On 2025-04-06 13:56:54 +0200, Tomas Vondra wrote:
> On 4/6/25 01:00, Andres Freund wrote:
> > On 2025-04-05 18:29:22 -0400, Andres Freund wrote:
> >> I think one thing that the docs should mention is that calling the numa
> >> functions/views will force the pages to be allocated, even if they're
> >> currently unused.
> >>
> >> Newly started server, with s_b of 32GB an 2MB huge pages:
> >>
> >>   grep ^Huge /proc/meminfo
> >>   HugePages_Total:   34802
> >>   HugePages_Free:    34448
> >>   HugePages_Rsvd:    16437
> >>   HugePages_Surp:        0
> >>   Hugepagesize:       2048 kB
> >>   Hugetlb:        76517376 kB
> >>
> >> run
> >>   SELECT node_id, sum(size) FROM pg_shmem_allocations_numa GROUP BY node_id;
> >>
> >> Now the pages that previously were marked as reserved are actually allocated:
> >>
> >>   grep ^Huge /proc/meminfo
> >>   HugePages_Total:   34802
> >>   HugePages_Free:    18012
> >>   HugePages_Rsvd:        1
> >>   HugePages_Surp:        0
> >>   Hugepagesize:       2048 kB
> >>   Hugetlb:        76517376 kB
> >>
> >>
> >> I don't see how we can avoid that right now, but at the very least we ought to
> >> document it.
> > 
> > The only allocation where that really matters is shared_buffers.
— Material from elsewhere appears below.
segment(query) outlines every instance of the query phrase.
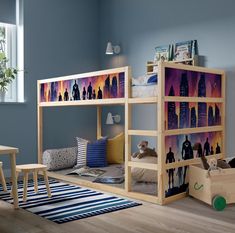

I wonder if
> > we could special case the logic for that, by only probing if at least one of
> > the buffers in the range is valid.
> > 
> > Then we could treat a page status of -ENOENT as "page is not mapped" and
> > display NULL for the node_id?
> > 
> > Of course that would mean that we'd always need to
> > pg_numa_touch_mem_if_required(), not just the first time round, because we
> > previously might not have for a page that is now valid.  But compared to the
> > cost of actually allocating pages, the cost for that seems small.
> > 
> 
> I don't think this would be a good trade off. The buffers already have a
> NUMA node, and users would be interested in that.

The thing is that the buffer might *NOT* have a numa node.  That's e.g. the
case in the above example - otherwise we wouldn't initially have seen the
large HugePages_Rsvd.

Forcing all those pages to be allocated via pg_numa_touch_mem_if_required()
itself wouldn't be too bad - in fact I'd rather like to have an explicit way
of doing that.  The problem is that that leads to all those allocations to
happen on the *current* numa node (unless you have started postgres with
numactl --interleave=all or such), rather than the node where the normal first
use woul have allocated it.


> It's just that we don't have the memory mapped in the current backend, so
> I'd bet people would not be happy with NULL, and would proceed to force the
> allocation in some other way (say, a large query of some sort). Which
> obviously causes a lot of other problems.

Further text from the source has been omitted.